Retiring at 65 May No Longer be a Preference – or an Option
MILWAUKEE, July 13, 2015 /PRNewswire/ —
Notably, 62% of U.S. adults anticipating working beyond the traditional retirement age of 65 say it will be from necessity, with the vast majority (79%) citing insufficient savings and lack of confidence in social safety nets as leading concerns.
This annual study, exploring Americans' attitudes and behaviors towards finances and planning, also suggests that poor communication may be a contributing factor to delaying retirement involuntarily. Four in 10 adults state that they have not discussed retirement with anyone while a full third (35%) do not have any sense of how much income they will need to retire.
"With life expectancy increasing, planning for retirement is essentially like preparing for a vacation that could last decades," says Rebekah Barsch, vice president of planning, Northwestern Mutual. "Thinking through all the considerations early on is the best way to help ensure you have everything you need to enjoy your well-earned retirement journey."
Career or carefree?
Among the nearly 40% of future retirees planning to work longer by choice, the following emerged as the top drivers:
- Enjoy job/career (66%)
- Want additional disposable income (60%)
- Seek social outlet to stay active and prevent boredom (49%)
Millennials (18-34) and Matures (69+), two generations at the extreme ends of the career lifecycle, were the most enthusiastic about the prospect of continuing to work. "It's intuitive that Gen X (35-49) and Boomers (50-68), who are in the most demanding phase of their professional lives, are more likely to see retirement as a welcome respite from career pressures," noted Barsch.
Future retirees – more active but less optimistic
When looking toward retirement, 12% of future retirees envision being completely retired from the work force.
This contrasts significantly with current retirees, nearly 4 in 5 of whom report being completely retired – a significant increase from last year (up from 72%).
Regardless of lifestyle expectations, adults who are not yet retired are substantially less optimistic about their retirement prospects than current retirees:
- Only 68% of future retirees expect to be happy in retirement compared to 80% of current retirees
- 61% of current retirees say they have maintained their quality of life in retirement while only 52% of future retirees expect to
- Only half (54%) of future retirees believe they will be able to focus on activities such as health and fitness relative to three quarters (74%) of current retirees
This somewhat pessimistic outlook may stem from shortfalls in financial planning.

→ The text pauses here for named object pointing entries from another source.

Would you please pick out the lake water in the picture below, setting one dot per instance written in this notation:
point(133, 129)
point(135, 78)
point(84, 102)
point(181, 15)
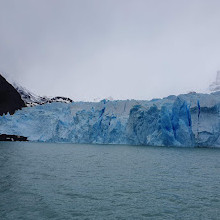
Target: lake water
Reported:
point(66, 181)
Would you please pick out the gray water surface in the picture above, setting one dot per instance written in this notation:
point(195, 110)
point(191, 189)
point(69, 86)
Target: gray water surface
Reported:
point(65, 181)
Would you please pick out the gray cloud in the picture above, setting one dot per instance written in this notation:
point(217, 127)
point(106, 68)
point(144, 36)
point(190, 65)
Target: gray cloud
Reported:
point(121, 48)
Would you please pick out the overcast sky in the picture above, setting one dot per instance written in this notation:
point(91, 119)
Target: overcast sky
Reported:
point(126, 49)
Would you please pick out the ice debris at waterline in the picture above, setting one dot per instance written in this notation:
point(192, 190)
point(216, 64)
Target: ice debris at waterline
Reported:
point(186, 120)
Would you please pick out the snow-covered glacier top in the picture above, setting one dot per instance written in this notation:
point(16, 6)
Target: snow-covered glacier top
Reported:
point(186, 120)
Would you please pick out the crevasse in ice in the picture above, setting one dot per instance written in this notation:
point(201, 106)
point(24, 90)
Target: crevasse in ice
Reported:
point(186, 120)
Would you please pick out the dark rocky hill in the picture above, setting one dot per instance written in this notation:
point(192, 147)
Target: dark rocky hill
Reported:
point(10, 99)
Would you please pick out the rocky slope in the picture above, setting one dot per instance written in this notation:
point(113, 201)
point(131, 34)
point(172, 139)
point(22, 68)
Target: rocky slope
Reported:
point(10, 99)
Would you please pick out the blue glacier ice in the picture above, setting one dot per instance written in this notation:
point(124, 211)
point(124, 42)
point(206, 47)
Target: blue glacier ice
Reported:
point(186, 120)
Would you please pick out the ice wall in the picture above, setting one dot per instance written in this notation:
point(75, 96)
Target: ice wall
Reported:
point(186, 120)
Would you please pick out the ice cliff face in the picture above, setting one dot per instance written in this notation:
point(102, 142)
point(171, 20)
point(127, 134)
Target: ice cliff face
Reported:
point(215, 86)
point(186, 120)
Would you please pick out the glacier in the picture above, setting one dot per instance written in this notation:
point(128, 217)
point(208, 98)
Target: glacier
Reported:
point(191, 120)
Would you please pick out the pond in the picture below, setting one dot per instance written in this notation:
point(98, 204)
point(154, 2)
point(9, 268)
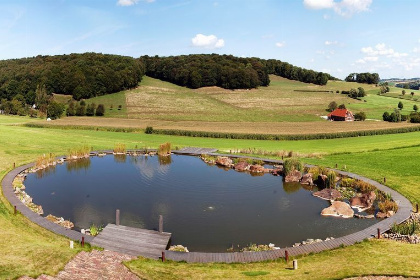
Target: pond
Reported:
point(206, 208)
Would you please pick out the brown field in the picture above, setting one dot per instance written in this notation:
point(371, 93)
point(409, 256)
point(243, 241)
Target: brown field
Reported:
point(282, 128)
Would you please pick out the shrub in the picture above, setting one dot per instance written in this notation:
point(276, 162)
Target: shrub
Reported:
point(164, 149)
point(100, 110)
point(120, 148)
point(148, 130)
point(331, 179)
point(407, 228)
point(361, 116)
point(55, 110)
point(388, 205)
point(292, 164)
point(90, 110)
point(332, 106)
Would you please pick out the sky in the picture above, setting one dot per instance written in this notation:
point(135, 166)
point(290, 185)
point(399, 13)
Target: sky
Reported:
point(334, 36)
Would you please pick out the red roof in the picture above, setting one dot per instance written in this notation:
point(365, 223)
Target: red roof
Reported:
point(338, 113)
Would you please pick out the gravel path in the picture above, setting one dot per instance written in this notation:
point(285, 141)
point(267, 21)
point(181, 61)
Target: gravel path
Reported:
point(93, 265)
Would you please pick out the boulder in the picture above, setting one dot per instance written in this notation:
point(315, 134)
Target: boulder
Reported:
point(328, 194)
point(294, 176)
point(380, 215)
point(338, 209)
point(241, 166)
point(256, 168)
point(224, 161)
point(307, 179)
point(363, 201)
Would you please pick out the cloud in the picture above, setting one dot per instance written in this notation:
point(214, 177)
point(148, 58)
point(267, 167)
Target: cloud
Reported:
point(280, 44)
point(207, 42)
point(344, 8)
point(131, 2)
point(329, 43)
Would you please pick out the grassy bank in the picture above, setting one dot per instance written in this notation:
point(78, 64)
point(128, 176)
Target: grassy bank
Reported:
point(366, 258)
point(32, 250)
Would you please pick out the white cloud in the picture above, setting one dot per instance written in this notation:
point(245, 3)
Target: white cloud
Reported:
point(131, 2)
point(318, 4)
point(280, 44)
point(344, 8)
point(329, 43)
point(207, 42)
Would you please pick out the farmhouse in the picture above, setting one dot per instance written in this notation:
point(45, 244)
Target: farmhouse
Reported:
point(341, 115)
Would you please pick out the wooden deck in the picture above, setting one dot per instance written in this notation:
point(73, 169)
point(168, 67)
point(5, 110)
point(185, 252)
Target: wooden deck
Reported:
point(132, 241)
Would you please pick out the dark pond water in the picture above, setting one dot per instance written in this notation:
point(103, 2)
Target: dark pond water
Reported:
point(206, 208)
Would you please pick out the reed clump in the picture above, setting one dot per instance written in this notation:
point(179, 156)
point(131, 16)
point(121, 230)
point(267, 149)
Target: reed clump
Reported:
point(164, 149)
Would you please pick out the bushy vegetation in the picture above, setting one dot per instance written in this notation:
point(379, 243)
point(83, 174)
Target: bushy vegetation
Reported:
point(120, 148)
point(226, 71)
point(251, 136)
point(364, 78)
point(80, 75)
point(164, 149)
point(292, 164)
point(406, 228)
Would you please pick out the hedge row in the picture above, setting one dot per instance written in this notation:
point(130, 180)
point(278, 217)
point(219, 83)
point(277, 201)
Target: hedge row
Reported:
point(251, 136)
point(225, 135)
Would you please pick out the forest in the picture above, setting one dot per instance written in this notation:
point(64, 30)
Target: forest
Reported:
point(80, 75)
point(226, 71)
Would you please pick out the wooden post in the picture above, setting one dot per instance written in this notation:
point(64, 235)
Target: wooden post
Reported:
point(160, 223)
point(117, 217)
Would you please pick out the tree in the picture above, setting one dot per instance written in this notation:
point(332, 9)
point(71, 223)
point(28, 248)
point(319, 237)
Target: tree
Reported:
point(332, 106)
point(100, 110)
point(90, 109)
point(386, 116)
point(71, 110)
point(42, 98)
point(55, 110)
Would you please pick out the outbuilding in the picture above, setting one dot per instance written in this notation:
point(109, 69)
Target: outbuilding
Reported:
point(341, 115)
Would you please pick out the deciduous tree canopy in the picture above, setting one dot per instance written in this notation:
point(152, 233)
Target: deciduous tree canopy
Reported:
point(80, 75)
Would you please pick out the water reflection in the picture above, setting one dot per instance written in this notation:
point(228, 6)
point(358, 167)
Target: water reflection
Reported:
point(120, 158)
point(78, 164)
point(165, 160)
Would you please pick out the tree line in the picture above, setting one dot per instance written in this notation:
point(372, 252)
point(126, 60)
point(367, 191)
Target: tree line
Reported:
point(226, 71)
point(80, 75)
point(364, 78)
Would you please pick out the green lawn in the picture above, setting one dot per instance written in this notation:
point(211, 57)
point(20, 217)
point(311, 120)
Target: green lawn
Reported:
point(366, 258)
point(32, 250)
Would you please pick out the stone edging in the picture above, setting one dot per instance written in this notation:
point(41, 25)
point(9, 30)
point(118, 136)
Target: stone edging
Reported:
point(403, 213)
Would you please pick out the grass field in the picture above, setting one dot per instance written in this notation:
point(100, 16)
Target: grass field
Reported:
point(392, 156)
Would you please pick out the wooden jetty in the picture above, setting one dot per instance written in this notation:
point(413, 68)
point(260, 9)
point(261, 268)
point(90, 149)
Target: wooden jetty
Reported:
point(132, 241)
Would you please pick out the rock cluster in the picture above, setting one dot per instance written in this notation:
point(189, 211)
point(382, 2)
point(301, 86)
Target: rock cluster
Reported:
point(60, 221)
point(412, 239)
point(338, 209)
point(363, 202)
point(311, 241)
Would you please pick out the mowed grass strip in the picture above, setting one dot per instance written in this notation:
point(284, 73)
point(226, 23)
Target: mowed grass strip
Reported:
point(277, 128)
point(366, 258)
point(32, 250)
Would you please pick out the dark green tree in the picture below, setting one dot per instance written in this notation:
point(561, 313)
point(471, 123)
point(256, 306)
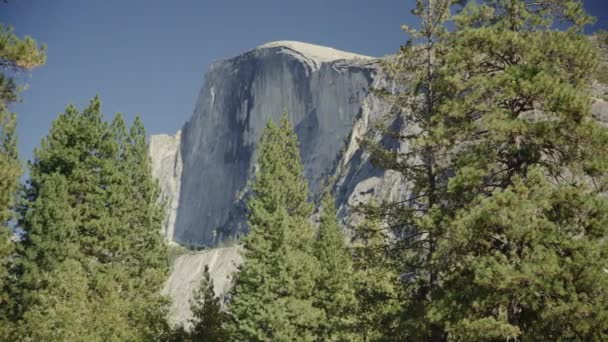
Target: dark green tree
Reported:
point(16, 55)
point(377, 283)
point(208, 322)
point(91, 199)
point(335, 288)
point(529, 239)
point(273, 291)
point(416, 145)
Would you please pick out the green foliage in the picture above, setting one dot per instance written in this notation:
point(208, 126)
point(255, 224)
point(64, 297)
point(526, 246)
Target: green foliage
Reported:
point(272, 295)
point(408, 232)
point(601, 40)
point(504, 234)
point(208, 320)
point(91, 201)
point(529, 174)
point(335, 287)
point(377, 285)
point(15, 55)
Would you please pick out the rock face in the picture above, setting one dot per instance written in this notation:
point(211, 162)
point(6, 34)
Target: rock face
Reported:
point(187, 272)
point(320, 88)
point(167, 169)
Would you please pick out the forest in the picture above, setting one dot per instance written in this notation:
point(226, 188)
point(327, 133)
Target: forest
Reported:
point(505, 237)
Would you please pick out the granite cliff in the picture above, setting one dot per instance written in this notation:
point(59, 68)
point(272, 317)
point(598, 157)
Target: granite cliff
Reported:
point(203, 171)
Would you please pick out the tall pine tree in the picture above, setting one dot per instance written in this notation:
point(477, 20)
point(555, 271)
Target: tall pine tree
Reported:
point(91, 200)
point(272, 295)
point(415, 145)
point(335, 288)
point(208, 322)
point(15, 55)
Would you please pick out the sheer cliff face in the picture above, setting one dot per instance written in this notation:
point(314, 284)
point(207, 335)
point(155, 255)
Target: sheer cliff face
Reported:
point(322, 90)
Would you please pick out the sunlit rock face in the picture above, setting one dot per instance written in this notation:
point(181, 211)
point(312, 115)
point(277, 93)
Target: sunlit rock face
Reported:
point(320, 88)
point(167, 169)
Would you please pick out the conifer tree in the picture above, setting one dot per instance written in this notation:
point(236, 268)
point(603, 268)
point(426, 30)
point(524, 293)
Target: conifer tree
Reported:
point(208, 322)
point(335, 288)
point(15, 55)
point(90, 199)
point(377, 286)
point(416, 147)
point(273, 291)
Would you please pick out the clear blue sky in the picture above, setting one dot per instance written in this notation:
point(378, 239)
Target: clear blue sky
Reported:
point(148, 57)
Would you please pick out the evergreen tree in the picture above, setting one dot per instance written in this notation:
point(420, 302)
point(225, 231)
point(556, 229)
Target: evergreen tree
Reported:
point(273, 291)
point(208, 320)
point(377, 286)
point(91, 199)
point(530, 173)
point(335, 288)
point(415, 145)
point(15, 55)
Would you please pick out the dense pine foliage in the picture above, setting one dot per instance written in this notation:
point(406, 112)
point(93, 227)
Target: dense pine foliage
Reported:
point(503, 234)
point(90, 215)
point(16, 56)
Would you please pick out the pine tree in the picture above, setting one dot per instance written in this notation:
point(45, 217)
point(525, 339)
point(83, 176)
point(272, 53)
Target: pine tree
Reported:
point(272, 295)
point(91, 199)
point(208, 319)
point(15, 55)
point(528, 241)
point(377, 283)
point(335, 288)
point(415, 145)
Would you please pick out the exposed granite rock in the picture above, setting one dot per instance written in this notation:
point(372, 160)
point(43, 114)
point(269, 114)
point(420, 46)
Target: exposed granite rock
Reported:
point(322, 90)
point(167, 169)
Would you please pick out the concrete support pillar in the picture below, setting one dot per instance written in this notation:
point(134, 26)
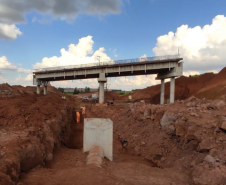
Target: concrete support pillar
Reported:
point(162, 94)
point(172, 89)
point(45, 90)
point(38, 89)
point(101, 92)
point(102, 79)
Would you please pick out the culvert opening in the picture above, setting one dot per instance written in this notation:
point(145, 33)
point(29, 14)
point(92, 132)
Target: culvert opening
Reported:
point(76, 136)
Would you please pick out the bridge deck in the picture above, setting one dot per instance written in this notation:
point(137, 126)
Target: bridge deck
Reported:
point(132, 67)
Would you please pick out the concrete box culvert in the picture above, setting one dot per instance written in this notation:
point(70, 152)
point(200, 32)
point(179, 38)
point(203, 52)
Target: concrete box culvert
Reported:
point(98, 132)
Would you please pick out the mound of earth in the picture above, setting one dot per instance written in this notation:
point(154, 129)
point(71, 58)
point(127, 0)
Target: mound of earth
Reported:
point(31, 127)
point(215, 88)
point(187, 137)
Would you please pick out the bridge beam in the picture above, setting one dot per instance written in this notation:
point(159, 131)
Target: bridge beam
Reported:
point(172, 89)
point(102, 79)
point(162, 94)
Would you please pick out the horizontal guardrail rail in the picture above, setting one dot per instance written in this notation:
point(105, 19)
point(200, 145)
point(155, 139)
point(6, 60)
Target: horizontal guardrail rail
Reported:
point(112, 62)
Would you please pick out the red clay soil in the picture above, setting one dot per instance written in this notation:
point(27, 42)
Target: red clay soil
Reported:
point(180, 143)
point(187, 137)
point(31, 126)
point(215, 88)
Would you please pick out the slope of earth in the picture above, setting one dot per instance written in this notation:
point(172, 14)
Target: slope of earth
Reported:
point(69, 167)
point(31, 127)
point(184, 88)
point(215, 88)
point(187, 137)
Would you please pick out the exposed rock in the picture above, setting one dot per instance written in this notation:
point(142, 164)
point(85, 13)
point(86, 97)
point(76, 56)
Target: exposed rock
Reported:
point(143, 143)
point(167, 119)
point(206, 145)
point(210, 159)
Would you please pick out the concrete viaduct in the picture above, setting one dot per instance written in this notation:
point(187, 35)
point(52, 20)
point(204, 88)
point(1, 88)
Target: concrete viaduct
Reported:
point(170, 66)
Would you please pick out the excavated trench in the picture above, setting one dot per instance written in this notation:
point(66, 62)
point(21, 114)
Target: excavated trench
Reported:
point(69, 157)
point(165, 146)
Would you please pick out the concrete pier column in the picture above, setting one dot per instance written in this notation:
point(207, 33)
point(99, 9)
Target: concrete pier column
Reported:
point(102, 79)
point(101, 92)
point(38, 89)
point(45, 90)
point(162, 94)
point(172, 89)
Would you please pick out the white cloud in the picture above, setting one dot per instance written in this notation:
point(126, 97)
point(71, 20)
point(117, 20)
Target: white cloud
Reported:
point(22, 70)
point(5, 64)
point(12, 11)
point(3, 80)
point(82, 53)
point(29, 78)
point(9, 31)
point(202, 48)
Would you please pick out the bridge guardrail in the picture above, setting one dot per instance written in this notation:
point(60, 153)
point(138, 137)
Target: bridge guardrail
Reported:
point(144, 59)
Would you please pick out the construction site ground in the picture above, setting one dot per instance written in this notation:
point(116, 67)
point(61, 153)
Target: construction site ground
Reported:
point(180, 143)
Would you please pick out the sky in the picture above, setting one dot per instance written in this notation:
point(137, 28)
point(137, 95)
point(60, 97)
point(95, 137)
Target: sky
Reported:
point(39, 34)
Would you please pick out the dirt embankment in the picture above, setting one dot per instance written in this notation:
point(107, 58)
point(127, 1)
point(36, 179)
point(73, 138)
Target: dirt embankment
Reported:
point(215, 88)
point(187, 137)
point(31, 127)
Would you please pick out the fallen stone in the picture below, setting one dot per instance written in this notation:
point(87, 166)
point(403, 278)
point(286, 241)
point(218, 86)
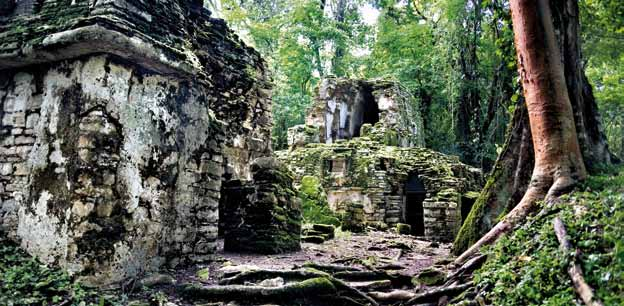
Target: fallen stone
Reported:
point(313, 239)
point(430, 277)
point(203, 274)
point(272, 282)
point(236, 269)
point(403, 229)
point(325, 229)
point(157, 280)
point(372, 285)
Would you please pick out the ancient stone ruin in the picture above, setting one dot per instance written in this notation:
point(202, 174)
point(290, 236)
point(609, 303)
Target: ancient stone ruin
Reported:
point(261, 215)
point(378, 175)
point(119, 122)
point(343, 107)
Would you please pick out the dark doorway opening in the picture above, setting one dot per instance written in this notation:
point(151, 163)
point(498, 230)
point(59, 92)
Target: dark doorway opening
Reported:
point(466, 207)
point(366, 111)
point(415, 194)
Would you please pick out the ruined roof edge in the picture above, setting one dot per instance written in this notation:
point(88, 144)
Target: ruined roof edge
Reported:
point(97, 39)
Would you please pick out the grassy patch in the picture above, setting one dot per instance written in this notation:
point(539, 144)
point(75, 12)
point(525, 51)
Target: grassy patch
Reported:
point(528, 268)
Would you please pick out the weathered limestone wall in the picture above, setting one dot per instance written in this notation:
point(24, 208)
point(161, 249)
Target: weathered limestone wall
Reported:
point(119, 121)
point(365, 179)
point(173, 37)
point(344, 106)
point(105, 168)
point(264, 215)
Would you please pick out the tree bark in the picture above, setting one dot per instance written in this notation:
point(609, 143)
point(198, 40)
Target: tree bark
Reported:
point(507, 182)
point(590, 132)
point(558, 161)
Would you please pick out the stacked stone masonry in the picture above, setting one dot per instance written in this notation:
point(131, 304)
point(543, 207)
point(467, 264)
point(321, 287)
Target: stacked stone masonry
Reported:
point(119, 121)
point(344, 108)
point(364, 139)
point(378, 197)
point(263, 215)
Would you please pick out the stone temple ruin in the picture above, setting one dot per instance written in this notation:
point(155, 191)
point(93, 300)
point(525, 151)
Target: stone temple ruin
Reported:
point(364, 140)
point(133, 133)
point(120, 120)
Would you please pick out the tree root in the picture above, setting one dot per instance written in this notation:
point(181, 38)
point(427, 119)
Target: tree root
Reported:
point(433, 295)
point(329, 268)
point(258, 275)
point(542, 187)
point(393, 296)
point(468, 267)
point(581, 287)
point(315, 287)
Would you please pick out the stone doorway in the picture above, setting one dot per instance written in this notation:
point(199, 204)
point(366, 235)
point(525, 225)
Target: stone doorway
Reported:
point(415, 194)
point(365, 111)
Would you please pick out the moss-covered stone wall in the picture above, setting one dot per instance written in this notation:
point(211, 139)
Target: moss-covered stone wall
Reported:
point(118, 122)
point(369, 173)
point(263, 215)
point(346, 109)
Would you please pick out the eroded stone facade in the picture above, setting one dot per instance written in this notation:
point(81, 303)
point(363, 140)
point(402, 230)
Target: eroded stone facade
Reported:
point(367, 181)
point(343, 107)
point(119, 121)
point(364, 140)
point(262, 215)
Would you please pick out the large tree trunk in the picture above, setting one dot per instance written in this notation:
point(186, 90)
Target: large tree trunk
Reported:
point(558, 161)
point(591, 137)
point(506, 184)
point(507, 180)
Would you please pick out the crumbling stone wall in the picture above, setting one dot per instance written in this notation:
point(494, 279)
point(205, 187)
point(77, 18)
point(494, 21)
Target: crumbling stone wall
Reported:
point(119, 121)
point(263, 215)
point(366, 179)
point(343, 107)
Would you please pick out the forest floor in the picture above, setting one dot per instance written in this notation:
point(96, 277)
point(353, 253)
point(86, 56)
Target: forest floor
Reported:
point(395, 254)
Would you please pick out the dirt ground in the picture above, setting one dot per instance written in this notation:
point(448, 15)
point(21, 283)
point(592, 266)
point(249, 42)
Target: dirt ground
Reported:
point(401, 253)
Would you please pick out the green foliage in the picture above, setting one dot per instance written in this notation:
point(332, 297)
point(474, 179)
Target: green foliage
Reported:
point(26, 281)
point(302, 43)
point(602, 32)
point(314, 203)
point(528, 267)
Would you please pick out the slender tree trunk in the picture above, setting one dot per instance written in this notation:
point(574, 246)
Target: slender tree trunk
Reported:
point(469, 109)
point(558, 161)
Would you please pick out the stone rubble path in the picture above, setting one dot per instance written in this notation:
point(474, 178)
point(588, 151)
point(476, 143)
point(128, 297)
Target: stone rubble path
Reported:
point(374, 261)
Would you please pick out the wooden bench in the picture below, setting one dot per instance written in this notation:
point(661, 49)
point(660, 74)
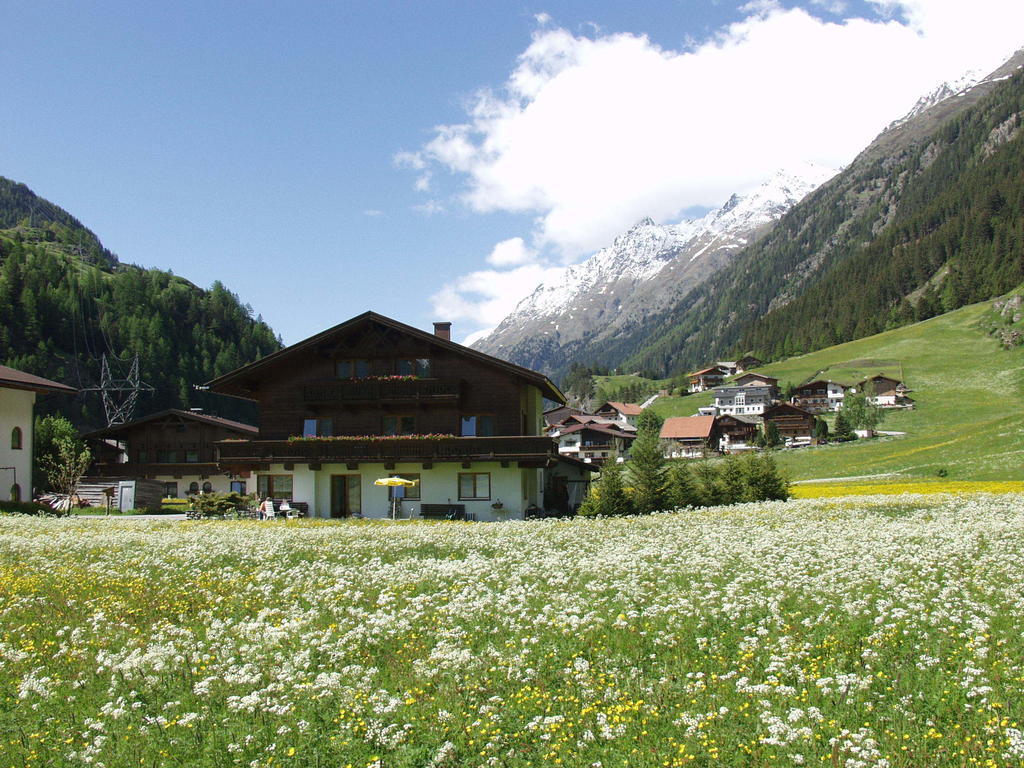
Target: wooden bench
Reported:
point(442, 511)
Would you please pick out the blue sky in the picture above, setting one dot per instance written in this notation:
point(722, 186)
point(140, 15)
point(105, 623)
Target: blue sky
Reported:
point(292, 150)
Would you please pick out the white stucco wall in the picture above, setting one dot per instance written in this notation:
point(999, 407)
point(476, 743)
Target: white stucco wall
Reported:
point(15, 466)
point(437, 485)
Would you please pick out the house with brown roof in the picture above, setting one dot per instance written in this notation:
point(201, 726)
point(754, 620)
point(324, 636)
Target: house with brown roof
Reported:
point(594, 442)
point(885, 391)
point(18, 391)
point(792, 422)
point(689, 436)
point(819, 396)
point(176, 448)
point(373, 397)
point(625, 413)
point(707, 378)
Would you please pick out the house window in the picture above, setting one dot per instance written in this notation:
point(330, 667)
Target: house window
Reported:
point(274, 486)
point(394, 425)
point(474, 485)
point(409, 493)
point(317, 427)
point(414, 367)
point(354, 369)
point(477, 426)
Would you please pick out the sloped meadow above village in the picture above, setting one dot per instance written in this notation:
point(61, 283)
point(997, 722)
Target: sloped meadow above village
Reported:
point(968, 423)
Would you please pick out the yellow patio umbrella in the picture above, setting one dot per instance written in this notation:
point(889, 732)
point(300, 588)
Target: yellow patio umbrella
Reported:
point(394, 482)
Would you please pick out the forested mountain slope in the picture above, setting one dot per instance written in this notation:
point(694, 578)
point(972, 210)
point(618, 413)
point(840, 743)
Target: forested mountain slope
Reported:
point(920, 223)
point(66, 301)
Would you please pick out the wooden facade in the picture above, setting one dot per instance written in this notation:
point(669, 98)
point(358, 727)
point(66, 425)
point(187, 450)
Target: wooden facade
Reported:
point(373, 396)
point(176, 446)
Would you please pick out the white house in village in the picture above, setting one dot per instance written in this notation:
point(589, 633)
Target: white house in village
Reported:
point(17, 397)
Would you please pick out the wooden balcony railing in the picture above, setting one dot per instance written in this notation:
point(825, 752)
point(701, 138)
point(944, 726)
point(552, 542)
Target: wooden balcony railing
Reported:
point(387, 450)
point(370, 390)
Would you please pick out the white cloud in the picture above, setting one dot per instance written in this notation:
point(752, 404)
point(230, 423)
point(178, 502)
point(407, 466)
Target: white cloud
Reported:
point(590, 133)
point(593, 133)
point(511, 252)
point(485, 297)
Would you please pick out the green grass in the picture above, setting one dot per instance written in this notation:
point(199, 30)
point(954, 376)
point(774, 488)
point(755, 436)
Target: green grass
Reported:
point(970, 394)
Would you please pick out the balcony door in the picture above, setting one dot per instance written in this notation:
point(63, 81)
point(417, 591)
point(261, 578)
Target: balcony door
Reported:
point(345, 496)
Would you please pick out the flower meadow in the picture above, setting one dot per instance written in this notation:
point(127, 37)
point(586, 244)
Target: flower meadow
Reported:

The data revealed that, as compared to "informal planners," adults who consider themselves "highly disciplined" or "disciplined" planners are significantly more likely to be happier before and during retirement and better equipped to manage unexpected situations.
"Retirement should be synonymous with flexibility and personal fulfillment," continued Barsch. "Working past retirement age should be a personal decision rather than a default financial planning strategy. Employment opportunities and personal health as we experience them in our 50's don't always hold true in our 60's and beyond."